2. Does the environment re-elect a primary search node ? or does it wait until the primary comes back online? What happens if a new node has been built to replace the node that crashed (and hence, a new node ID ) which would mean the original primary search node will never be re-added back to the node list..
3. My fear is that there is manual intervention required (in particular item 2). Please ensure me there's no manual intervention required!
***Updated by moderator: Lochan to add Categories***
**Moderation Team has archived post**
This post has been archived for educational purposes. Contents and links will no longer be updated. If you have the same/similar question, please write a new post.
How does the searching supposed to work on node 2+ when this occurs; is this just adding the multiple nodes to the search list?
If you add multiple nodes to the index host node list on the search landing page, each of those nodes is master eligible and therefore can handle search and indexing requests. If two nodes are configured and one goes down, the other can take care of the search requests.
Does the environment re-elect a primary search node ? or does it wait until the primary comes back online? What happens if a new node has been built to replace the node that crashed (and hence, a new node ID ) which would mean the original primary search node will never be re-added back to the node list..
It does not wait for the node to come back online if multiple nodes are configured on the search landing page and other nodes are available, to service search and indexing requests. If you know that the original node will never be added back, then the search landing page must be configured to remove the unavailable node and the new node must be added which will replace it
My fear is that there is manual intervention required (in particular item 2). Please ensure me there's no manual intervention required!
As of now manual intervention is required. We are working on making this more automated in the future releases for the Pega platform.
We have a similar situation in production after we upgraded from 7.1.9 to 7.2.2 where we are having single index node but the index file got corrupted due to unknown reason after the upgrade. We are having a multi node environment with 5 VM's and 4 instances on each server but few of these online instances started getting hung 5-10 minutes after the restart. GCS found that the instance hanging issue is caused by the corrupted index file on index node and the instances are getting hung when it tries to contact the index node for connection or search. As suggested by GCS, we updated the DSS parameters to disable index cross node references and shut down the Index node. We have very huge WO volume and the index file is 52 GB in size. Now business badly needs the Elastic search feature back.
We are planning to use a new node for Rebuilding the index. Please advise what precautionary measures we need to take to avoid any impact in production before and after Index Rebuild.

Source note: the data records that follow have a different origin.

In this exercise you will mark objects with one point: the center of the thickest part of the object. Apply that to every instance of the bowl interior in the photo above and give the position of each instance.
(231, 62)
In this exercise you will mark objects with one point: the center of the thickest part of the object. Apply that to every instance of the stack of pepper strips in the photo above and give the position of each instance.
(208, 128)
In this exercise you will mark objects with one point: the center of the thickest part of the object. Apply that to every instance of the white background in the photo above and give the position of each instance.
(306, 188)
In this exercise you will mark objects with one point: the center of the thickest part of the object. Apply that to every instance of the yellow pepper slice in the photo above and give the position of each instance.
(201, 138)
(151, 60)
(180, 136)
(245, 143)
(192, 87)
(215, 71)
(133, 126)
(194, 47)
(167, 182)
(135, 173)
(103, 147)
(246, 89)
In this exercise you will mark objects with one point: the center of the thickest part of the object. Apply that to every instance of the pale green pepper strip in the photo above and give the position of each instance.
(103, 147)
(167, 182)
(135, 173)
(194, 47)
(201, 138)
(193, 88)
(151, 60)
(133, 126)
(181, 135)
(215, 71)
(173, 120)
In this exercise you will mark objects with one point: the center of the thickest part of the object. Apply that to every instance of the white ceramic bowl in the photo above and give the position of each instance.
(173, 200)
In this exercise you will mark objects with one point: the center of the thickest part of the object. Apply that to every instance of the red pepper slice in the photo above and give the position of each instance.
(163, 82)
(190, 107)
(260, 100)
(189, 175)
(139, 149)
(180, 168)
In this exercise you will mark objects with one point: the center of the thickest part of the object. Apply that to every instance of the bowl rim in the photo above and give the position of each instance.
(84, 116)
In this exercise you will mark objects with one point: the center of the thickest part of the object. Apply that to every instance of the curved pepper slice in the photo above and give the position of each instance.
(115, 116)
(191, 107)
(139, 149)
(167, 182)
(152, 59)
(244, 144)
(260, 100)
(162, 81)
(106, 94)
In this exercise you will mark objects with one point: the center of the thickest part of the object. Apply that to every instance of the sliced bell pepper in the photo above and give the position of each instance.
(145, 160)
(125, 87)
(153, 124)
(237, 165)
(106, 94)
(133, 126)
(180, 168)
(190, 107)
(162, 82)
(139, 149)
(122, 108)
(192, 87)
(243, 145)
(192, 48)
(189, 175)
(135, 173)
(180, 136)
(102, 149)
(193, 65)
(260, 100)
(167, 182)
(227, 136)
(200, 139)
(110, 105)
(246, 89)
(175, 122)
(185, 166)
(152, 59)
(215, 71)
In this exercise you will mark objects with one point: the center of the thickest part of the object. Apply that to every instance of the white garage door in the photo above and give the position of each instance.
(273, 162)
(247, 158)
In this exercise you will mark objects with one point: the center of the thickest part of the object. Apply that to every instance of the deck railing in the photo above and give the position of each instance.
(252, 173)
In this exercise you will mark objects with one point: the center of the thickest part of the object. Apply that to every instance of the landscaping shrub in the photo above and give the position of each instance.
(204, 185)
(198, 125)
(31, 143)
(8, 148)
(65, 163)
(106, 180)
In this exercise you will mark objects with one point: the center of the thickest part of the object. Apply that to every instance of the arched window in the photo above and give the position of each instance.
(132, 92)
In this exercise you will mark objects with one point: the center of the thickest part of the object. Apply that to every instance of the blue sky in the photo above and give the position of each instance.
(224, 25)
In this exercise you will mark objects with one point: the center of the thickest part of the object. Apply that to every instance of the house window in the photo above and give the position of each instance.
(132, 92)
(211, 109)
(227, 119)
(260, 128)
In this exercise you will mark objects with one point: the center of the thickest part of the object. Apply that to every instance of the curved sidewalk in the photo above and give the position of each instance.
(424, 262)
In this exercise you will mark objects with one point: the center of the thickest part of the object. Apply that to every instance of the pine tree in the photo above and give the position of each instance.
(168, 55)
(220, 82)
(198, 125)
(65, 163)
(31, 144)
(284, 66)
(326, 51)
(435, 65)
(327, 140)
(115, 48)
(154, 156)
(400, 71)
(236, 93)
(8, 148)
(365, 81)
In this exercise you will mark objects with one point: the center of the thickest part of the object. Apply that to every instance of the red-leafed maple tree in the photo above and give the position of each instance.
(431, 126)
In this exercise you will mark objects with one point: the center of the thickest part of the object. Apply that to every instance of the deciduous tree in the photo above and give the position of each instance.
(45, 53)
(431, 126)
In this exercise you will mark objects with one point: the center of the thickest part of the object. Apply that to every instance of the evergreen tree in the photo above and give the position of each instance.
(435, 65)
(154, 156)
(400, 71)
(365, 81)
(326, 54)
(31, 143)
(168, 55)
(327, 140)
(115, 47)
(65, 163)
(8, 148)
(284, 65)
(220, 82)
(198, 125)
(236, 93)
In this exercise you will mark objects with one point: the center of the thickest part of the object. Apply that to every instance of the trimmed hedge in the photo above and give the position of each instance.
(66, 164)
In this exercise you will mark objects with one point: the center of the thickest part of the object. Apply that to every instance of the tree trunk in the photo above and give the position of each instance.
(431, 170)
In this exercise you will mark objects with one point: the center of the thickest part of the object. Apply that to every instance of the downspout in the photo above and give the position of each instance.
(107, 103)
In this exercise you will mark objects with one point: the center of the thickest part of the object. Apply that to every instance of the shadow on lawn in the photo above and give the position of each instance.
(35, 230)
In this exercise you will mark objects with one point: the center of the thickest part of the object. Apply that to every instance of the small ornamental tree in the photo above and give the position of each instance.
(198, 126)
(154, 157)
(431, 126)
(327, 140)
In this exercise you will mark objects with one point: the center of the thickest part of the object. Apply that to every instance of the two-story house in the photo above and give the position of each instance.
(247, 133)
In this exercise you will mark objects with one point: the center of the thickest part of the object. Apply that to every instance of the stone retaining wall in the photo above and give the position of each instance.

Is there an option to Rebuild the index on a new node without any impact to other online nodes and later enable the search?
Is there an option to Rebuild index for WO's only from a specific date say from 01-May-2017 to save time as business normally searches for cases created in the last couple of months.
I have a question, once we configured the multiple nodes in the search landing page. Then how the below DSS values will behave "indexing/hostid" and "indexing/hostname" and Index management in SMA, as there are multiple Index nodes?
If the DSS is ignored, then on what criteria the requests will be segregated to the Multiple Index nodes from the Non-Index nodes?